Da menzionare infine tutti i tentativi da parte degli imbalsamatori di “ricostruire” i corpi a loro affidati per renderli simili alle persone in vita – e che a volte sono stati scambiati per interventi in vita. Oltre ad alcune protesi dentarie (ma non tutte!) già viste, sono state trovate mummie a cui erano state aggiunte ossa lunghe alle gambe (Leiden, ma non era un innesto osseo, dovevano adattare la mummia al sarcofago!).

Da molto tempo si discute invece se gli antichi egizi usassero occhi artificiali per sostituire esteticamente quelli persi in battaglia o per una malattia, senza risultati conclusivi. Se è vero che il mito di Horus – che perde l’occhio sinistro nella battaglia con Seth, occhio magicamente ripristinato da Thot – farebbe immaginare che fosse possibile, non ci sono pervenute prove tangibili che fosse effettivamente stato realizzato se non come riempimento delle cavità orbitali delle mummie.

La mummia della regina Nodjmet (XXI Dinastia) con gli occhi artificiali applicati post mortem per rendere il viso il più possibile somigliante alla regina in vita

Da notare che l’occhio artificiale usato in vita più antico finora ritrovato appartiene ad una principessa mesopotamica e datato intorno al 2,800 BCE; quindi, sarebbe stato presumibilmente fattibile anche per i medici egizi. Dal V secolo BCE furono invece introdotti “occhi” in argilla dipinta, ma da indossare solo sopra l’orbita vuota.

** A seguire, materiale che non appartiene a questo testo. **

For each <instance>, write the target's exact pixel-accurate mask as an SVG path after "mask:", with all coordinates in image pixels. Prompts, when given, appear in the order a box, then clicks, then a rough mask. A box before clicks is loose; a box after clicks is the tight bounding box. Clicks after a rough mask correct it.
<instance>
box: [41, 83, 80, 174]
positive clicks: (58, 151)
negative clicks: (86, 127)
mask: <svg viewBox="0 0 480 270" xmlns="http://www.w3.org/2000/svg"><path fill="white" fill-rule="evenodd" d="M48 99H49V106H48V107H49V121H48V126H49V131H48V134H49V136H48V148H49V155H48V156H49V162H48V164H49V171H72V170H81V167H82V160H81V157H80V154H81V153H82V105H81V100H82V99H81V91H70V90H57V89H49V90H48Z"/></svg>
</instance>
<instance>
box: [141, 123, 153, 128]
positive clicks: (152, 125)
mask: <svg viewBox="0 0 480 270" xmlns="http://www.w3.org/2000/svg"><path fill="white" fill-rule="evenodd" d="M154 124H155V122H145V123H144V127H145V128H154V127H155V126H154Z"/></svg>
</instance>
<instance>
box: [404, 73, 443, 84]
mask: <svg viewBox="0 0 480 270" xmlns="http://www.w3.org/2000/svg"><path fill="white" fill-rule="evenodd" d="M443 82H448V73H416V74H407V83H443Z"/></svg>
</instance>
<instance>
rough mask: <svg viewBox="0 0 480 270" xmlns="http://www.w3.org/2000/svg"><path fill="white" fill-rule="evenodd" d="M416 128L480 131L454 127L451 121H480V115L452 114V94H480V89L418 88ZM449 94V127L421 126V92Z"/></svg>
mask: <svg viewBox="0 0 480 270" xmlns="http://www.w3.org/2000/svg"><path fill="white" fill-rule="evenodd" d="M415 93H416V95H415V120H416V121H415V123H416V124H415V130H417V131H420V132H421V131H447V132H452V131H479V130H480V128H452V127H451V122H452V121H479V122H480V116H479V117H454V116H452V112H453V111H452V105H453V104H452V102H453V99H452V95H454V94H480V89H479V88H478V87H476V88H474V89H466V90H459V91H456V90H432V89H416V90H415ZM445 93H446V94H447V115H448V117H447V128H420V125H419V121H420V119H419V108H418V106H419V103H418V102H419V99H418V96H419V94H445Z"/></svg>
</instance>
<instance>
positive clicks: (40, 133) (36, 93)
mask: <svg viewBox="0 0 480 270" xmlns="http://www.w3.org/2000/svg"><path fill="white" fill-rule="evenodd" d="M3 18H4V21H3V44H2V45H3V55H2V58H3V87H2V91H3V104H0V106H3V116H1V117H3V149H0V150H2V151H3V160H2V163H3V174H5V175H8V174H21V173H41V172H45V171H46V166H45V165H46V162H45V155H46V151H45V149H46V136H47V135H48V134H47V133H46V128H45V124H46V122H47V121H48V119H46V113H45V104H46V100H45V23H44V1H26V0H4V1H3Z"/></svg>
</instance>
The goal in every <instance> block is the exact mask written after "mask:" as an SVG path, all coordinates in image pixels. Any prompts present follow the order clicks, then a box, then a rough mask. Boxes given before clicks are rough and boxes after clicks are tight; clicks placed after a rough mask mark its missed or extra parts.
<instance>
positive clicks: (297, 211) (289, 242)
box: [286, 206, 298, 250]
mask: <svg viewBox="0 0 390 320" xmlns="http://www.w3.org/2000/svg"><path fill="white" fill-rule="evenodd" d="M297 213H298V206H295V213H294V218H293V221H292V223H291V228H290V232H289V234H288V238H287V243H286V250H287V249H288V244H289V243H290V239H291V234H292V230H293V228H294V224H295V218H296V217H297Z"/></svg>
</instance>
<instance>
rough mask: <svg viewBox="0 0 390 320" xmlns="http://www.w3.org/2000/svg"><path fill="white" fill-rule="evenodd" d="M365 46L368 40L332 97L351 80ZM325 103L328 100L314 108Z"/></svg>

Il primo occhio artificiale indossato in vita, ritrovato sul corpo di una principessa mesopotamica vissuta intorno al 2,800 BCE

Alcuni occhi in quarzo applicati alle statue (come quelli dello “Scriba seduto” del Louvre) e lavorati molto finemente – quasi delle lenti multifocali – hanno fatto pensare che fosse possibile nell’Egitto faraonico produrre tali lenti come ausilio esterno alla vista, ma sempre senza reperti giunti fino a noi.

L’effetto dello “sguardo che segue l’osservatore” dello scriba seduto conservato al Louvre, uno degli esempi più famosi di lavorazione del quarzo come lente dell’Antico Egitto.